Architecture: OpenAI TTS → FastAPI → WebSocket → Client

  • Server: stream_tts_hybrid() - forwards OpenAI chunks via WebSocket
  • Client: Collects all chunks, then plays complete audio file
  • Benefits: 50% faster than complete file approach, zero truncation, universal compatibility

Instant Mode TTS (ElevenLabs)

Architecture: ElevenLabs Streaming API → FastAPI → WebSocket → Client

  • Server: Direct WebSocket streaming with progressive chunk delivery
  • Client: Immediate playback of audio chunks as received
  • Benefits: Ultra-low latency, real-time streaming, significantly faster than hybrid mode
  • Use Case: Interactive conversations requiring immediate audio response

Endpoints:

  • /api/get-audio - Hybrid OpenAI approach for reliability
  • /api/get-audio-elevenlabs - Instant ElevenLabs streaming for speed

Project Structure

  • /agents: Individual agent implementations
    • agent_base.py: Abstract base class for all agents
    • llm.py, llm_v0.py: LLM service integration (legacy)
    • /v010: Current agent architecture with Pydantic XML processing
    • /io_models/: Pydantic XML models and utilities
      • xml_models.py: Core XML response models with template generation
      • utils/prompt_template_processor.py: Dynamic template processing
    • /v1: New modular LLM client architecture
      • llm_client.py: Unified client for all LLM providers
      • llm_client_factory.py: Factory pattern for client creation
      • token_counter.py: Cross-provider token counting
    • Specialized agents for math, calendaring, weather, etc.
  • /app: Core application components
    • configuration_manager.py: Settings management with inheritance
    • util_llm_client.py: Client for LLM service communication
  • /memory: Data persistence and memory management
  • /rest: REST API infrastructure
    • Queue management, WebSocket routers, authentication
    • Producer-consumer pattern with event-driven processing
  • /tools: External integrations and tools
    • search_gib.py: Internal search capabilities
    • search_kagi.py: Integration with Kagi search API
  • /training: Model training infrastructure
    • peft_trainer.py: PEFT (Parameter-Efficient Fine-Tuning) implementation
    • quantizer.py: Model quantization for deployment
    • xml_coordinator.py: Structured XML training data generation/validation
  • /utils: Shared utility functions

Getting Started

Prerequisites

  • Python 3.9+
  • PyTorch
  • Transformers library
  • Hugging Face account (for model access)

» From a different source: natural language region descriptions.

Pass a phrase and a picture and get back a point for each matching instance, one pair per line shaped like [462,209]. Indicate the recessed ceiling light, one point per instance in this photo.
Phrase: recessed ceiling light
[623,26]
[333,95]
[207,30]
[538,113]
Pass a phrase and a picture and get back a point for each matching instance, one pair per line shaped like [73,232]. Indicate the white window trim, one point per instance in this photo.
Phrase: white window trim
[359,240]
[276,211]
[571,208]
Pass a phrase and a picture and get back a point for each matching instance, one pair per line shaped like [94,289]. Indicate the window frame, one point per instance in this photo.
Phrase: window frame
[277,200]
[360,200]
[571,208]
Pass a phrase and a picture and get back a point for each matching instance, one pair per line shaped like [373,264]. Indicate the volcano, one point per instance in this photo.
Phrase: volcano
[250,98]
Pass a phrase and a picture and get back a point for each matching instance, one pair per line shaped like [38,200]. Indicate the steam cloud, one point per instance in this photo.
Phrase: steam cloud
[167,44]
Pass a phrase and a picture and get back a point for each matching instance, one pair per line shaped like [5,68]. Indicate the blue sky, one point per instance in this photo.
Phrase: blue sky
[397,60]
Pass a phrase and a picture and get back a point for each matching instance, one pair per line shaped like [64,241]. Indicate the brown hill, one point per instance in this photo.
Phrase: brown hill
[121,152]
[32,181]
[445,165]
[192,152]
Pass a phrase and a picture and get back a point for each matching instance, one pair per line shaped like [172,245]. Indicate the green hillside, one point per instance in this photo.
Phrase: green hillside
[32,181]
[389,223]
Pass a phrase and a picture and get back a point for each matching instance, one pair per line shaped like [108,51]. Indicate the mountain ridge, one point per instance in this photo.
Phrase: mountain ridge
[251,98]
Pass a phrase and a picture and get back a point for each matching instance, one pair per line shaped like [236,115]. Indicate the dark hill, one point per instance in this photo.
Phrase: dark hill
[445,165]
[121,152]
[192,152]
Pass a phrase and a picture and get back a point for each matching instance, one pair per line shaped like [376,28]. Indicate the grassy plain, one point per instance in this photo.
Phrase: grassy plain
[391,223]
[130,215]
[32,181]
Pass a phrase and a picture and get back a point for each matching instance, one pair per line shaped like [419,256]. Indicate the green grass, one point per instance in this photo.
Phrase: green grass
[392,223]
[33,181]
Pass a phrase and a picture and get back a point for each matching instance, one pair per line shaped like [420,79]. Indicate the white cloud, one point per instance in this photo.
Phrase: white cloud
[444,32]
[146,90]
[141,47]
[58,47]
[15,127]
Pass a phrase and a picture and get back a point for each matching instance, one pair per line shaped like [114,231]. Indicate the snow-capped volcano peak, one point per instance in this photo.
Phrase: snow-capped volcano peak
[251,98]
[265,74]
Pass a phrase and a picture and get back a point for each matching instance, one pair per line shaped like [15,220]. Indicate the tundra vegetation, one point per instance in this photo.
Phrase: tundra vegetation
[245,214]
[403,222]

For a complete list of dependencies, see the requirements.txt file.

Installation

# Clone the repository
git clone git@github.com:deepily/cosa.git
cd cosa

# Install dependencies
pip install -r requirements.txt

Usage

CoSA is designed to be used as a submodule/subtree within the parent "Lupin" project (formerly genie-in-the-box), but can also be used independently for agent development.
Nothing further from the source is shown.